The simulator also has internet capabilities that allow distance learning and real-time training. The system we have created uses a one teacher–multiple student model. All participants first need to connect to a central server site. Each person must have an installed version of the simulator running on the local machine. The teacher sends out control signals to the students describing the operation using the simulator. A student can request becoming the teacher to gain temporary control of the simulator to show a point or demonstrate a step in the procedure. This system creates the possibility of a real-time surgical symposium that can be performed with multiple participants at distant locations all operating on the same virtual patient. These internet simulator capabilities can have significant advantages for teaching surgeons in developing countries if used in conjunction with video conferencing software.

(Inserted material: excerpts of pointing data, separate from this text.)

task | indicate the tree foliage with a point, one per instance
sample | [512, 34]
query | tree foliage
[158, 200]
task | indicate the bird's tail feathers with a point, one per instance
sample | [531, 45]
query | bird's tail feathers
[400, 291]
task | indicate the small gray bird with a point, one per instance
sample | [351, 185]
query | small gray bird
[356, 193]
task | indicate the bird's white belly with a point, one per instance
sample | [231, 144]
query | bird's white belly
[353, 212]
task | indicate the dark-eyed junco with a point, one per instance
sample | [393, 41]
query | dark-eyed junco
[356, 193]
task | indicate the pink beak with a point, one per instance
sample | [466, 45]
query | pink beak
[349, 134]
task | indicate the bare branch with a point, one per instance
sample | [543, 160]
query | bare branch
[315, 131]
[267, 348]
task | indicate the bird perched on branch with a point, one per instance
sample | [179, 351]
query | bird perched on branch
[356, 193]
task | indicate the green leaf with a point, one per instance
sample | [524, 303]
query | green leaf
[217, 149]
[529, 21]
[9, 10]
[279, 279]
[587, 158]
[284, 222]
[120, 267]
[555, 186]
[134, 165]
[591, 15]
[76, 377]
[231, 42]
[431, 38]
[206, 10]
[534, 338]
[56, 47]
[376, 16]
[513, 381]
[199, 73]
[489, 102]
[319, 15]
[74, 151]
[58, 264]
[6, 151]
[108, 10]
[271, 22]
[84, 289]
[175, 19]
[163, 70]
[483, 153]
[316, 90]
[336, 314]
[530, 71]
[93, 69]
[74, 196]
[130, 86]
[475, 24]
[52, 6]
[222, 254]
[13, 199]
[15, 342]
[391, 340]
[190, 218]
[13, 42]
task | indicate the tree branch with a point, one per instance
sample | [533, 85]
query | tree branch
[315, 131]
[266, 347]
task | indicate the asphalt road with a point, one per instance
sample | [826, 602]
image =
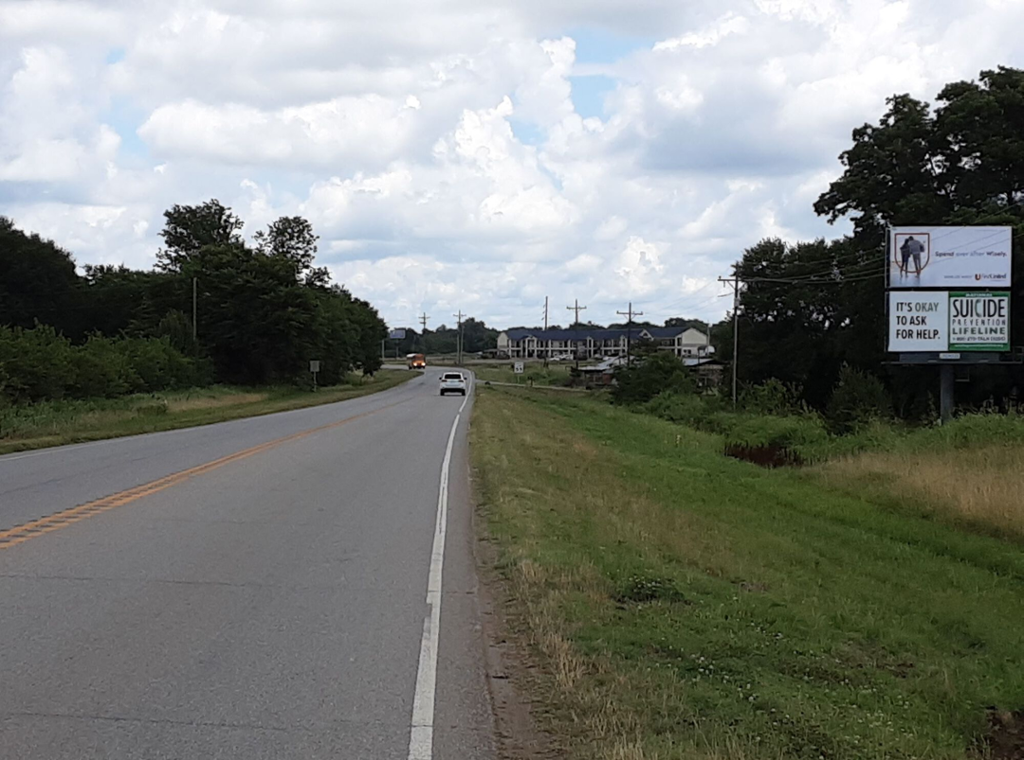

We believe that the next step for our surgical simulation project is to increase steadily the realism of tissue deformation by incorporating more finite element code into the structure of the simulator. We have already begun work on a fast nonlinear finite element system that will replace the current biological spring system. As computers become more powerful, we can further lessen the deformer base and increase the finite elements. Our final goal is to have a scientifically accurate finite element simulator that will work in real time.
The work presented in this article has been supported with contributions from SmileTrain, NFFR, and Alias.